A few weeks ago, after upgrading NeetoCal from
Rails 7.1.5.2 to Rails 7.2.1.1, we started seeing mysterious crashes in
production with the error message SystemStackError: stack level too deep.
The crash happened inside Slots::SyncAllCalendarsService, a service that syncs
multiple calendars concurrently using the Async gem. What made it particularly
puzzling was that switching from Async::Barrier to Thread.new made the error
disappear. This led us down a rabbit hole thinking it was an Async-specific
issue.
The stack trace pointed to a strange location:
activerecord (7.2.1.1) lib/arel/visitors/to_sql.rb:898:in `each'
from lib/arel/visitors/to_sql.rb:898:in `each_with_index'
from lib/arel/visitors/to_sql.rb:898:in `inject_join'
from lib/arel/visitors/to_sql.rb:627:in `visit_Arel_Nodes_Or'
... 1132 levels...
Over a thousand levels deep into visit_Arel_Nodes_Or. That's unusual. Why
would visiting OR nodes in a SQL query cause such deep recursion?
The stack trace mentioned Slots::SyncAllCalendarsService, but that service
itself had nothing obviously wrong. It was just iterating through calendars and
syncing them. We traced deeper into the code and found the actual culprit in
Neeto's Integrations::Icloud::SyncEventsService:
def abandoned_events
pairs = event_params.map { |e| [e[:url], e[:recurrence_id]] }
@_abandoned_events = calendar.events
.where("start_time BETWEEN ? AND ?", start_time, end_time)

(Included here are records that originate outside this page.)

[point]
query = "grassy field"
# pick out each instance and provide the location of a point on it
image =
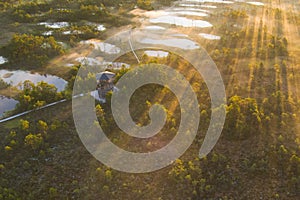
(257, 156)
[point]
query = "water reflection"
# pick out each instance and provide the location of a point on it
(18, 76)
(7, 104)
(181, 21)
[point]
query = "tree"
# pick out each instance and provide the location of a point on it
(34, 141)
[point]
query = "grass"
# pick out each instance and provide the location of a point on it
(253, 168)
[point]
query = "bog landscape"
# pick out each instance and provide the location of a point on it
(46, 44)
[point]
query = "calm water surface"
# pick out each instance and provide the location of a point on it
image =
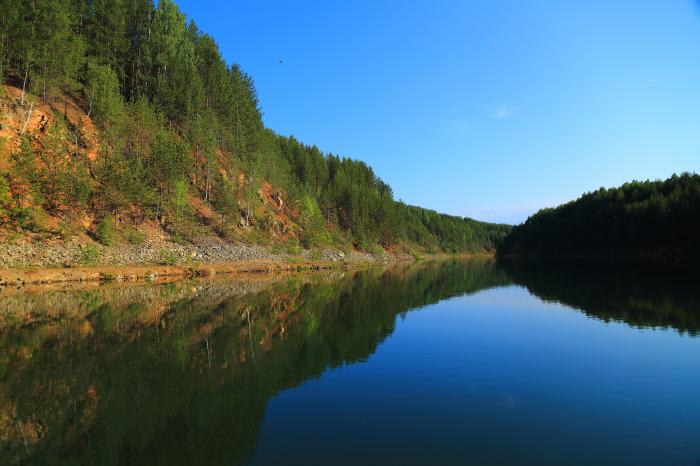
(463, 362)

.where.not([:url, :recurrence_id] => pairs)
end
This code finds "abandoned" events by excluding events that match specific URL
and recurrence ID combinations. In production, pairs contained 233 entries.
Nothing immediately suspicious, right?
To understand what was happening, we needed to see what Rails was actually doing
with this query. The where.not([:url, :recurrence_id] => pairs) syntax is
Rails' composite key feature. With 233 pairs, Rails generates SQL like this:
WHERE NOT (
(url = 'url1' AND recurrence_id = 'rec1') OR
(url = 'url2' AND recurrence_id = 'rec2') OR
(url = 'url3' AND recurrence_id = 'rec3') OR
-- ... 230 more OR clauses
)
233 OR clauses. That's a lot, but databases can handle it. The problem wasn't the SQL itself - it was how Rails built the internal representation of that query.
To really understand what changed, we used bundle open activerecord to look at
the Rails source code. We compared the same code in Rails 7.1.5.2 and 7.2.1.1.
In Rails 7.1.5.2, the code that visits OR nodes looked like this:
def visit_Arel_Nodes_Or(o, collector)
stack = [o.right, o.left]
while o = stack.pop
if o.is_a?(Arel::Nodes::Or)
stack.push o.right, o.left
else
visit o, collector
collector << " OR " unless stack.empty?
end
end
collector
end
This is an iterative approach using a manual stack. No matter how deeply nested
the OR conditions are, this code only uses a single stack frame for the
visit_Arel_Nodes_Or method. It's stack-safe.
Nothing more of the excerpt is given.